I could ask my body
what will I do when it has fallen
and regardless of which side I try and
coax, pry, cajole, or beat an answer from –
the deaf side or the silent one,
the answer is always the same:
it already has.
sixteen percent of my brain died before I was
a year old, I fought tooth and nail to keep
my own heart. (I was finally removed from
the transplant list when I was 12)
I’ve had to re-learn how to walk twice,
I spent this past july remembering
how to talk again
after nearly dying for the nineteenth
time.
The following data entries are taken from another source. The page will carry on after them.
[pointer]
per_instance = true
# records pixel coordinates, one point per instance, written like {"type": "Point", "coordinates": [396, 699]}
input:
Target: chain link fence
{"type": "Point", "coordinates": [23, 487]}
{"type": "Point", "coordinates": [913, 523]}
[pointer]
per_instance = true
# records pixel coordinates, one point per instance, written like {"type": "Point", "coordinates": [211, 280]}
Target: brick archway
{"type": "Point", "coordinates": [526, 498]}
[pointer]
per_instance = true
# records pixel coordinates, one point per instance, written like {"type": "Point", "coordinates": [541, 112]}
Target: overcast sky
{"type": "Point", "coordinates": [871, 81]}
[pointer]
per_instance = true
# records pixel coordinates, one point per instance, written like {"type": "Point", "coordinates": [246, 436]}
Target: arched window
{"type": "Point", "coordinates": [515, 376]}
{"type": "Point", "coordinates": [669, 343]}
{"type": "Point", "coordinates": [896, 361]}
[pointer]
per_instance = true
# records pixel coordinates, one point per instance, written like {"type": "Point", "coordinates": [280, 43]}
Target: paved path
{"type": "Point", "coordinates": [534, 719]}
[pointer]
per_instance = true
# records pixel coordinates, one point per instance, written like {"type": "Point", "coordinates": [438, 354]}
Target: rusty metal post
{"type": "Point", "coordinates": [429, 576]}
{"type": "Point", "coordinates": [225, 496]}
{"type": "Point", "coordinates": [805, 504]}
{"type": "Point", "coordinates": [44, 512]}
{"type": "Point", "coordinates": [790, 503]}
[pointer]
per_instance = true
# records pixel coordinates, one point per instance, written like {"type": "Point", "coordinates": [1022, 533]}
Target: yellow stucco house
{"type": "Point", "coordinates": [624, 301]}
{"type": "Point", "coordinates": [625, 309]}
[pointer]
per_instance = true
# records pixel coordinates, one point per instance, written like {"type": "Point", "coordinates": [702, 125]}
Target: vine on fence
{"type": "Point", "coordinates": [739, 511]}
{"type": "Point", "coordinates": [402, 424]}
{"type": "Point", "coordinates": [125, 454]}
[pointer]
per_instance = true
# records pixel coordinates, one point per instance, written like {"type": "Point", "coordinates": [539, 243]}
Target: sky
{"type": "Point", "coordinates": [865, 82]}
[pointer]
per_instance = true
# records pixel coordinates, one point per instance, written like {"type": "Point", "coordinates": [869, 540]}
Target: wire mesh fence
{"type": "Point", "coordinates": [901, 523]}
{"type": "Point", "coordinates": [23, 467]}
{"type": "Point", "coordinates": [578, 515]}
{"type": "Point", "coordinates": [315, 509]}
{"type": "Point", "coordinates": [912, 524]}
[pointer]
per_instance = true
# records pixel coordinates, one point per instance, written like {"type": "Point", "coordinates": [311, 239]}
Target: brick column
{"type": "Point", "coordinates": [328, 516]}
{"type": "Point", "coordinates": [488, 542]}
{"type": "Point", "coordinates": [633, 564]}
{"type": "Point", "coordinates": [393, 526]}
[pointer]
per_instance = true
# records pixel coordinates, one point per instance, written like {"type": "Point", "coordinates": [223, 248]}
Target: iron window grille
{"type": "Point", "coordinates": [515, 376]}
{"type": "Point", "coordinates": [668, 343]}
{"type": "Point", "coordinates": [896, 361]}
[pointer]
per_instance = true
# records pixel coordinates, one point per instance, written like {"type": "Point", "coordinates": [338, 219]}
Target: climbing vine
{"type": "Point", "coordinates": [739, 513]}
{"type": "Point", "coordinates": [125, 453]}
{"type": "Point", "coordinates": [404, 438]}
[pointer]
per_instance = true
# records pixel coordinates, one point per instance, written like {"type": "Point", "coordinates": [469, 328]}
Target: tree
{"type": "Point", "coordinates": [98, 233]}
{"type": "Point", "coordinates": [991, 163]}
I couldn’t form a coherent sentence for
a month after a seizure episode approximately
twenty five minutes long
I’ve been everything short of shot
and sometimes I wish I had been
just to get the dying over with
because “what doesn’t kill you makes you
stronger” is a goddamn myth
sometimes what doesn’t kill you makes you
wish you were dead
the deaf side of my body and the silent side
are asymmetrical, imperfect mirrors of each other
an invisible remnant of the stroke in ‘98
I can feel the right side but it doesn’t often
tell me anything anymore because where it should’ve been able to talk my mother screamed
over it and told me I was faking my pain
and my sadness, my fear, that I was just
looking for attention, and it was beaten into
listening to her instead (she had a knack for
going for the face)
it took 24 years to fully break free and by that time
my mind had shattered as well
so, what will I do now that my body has fallen?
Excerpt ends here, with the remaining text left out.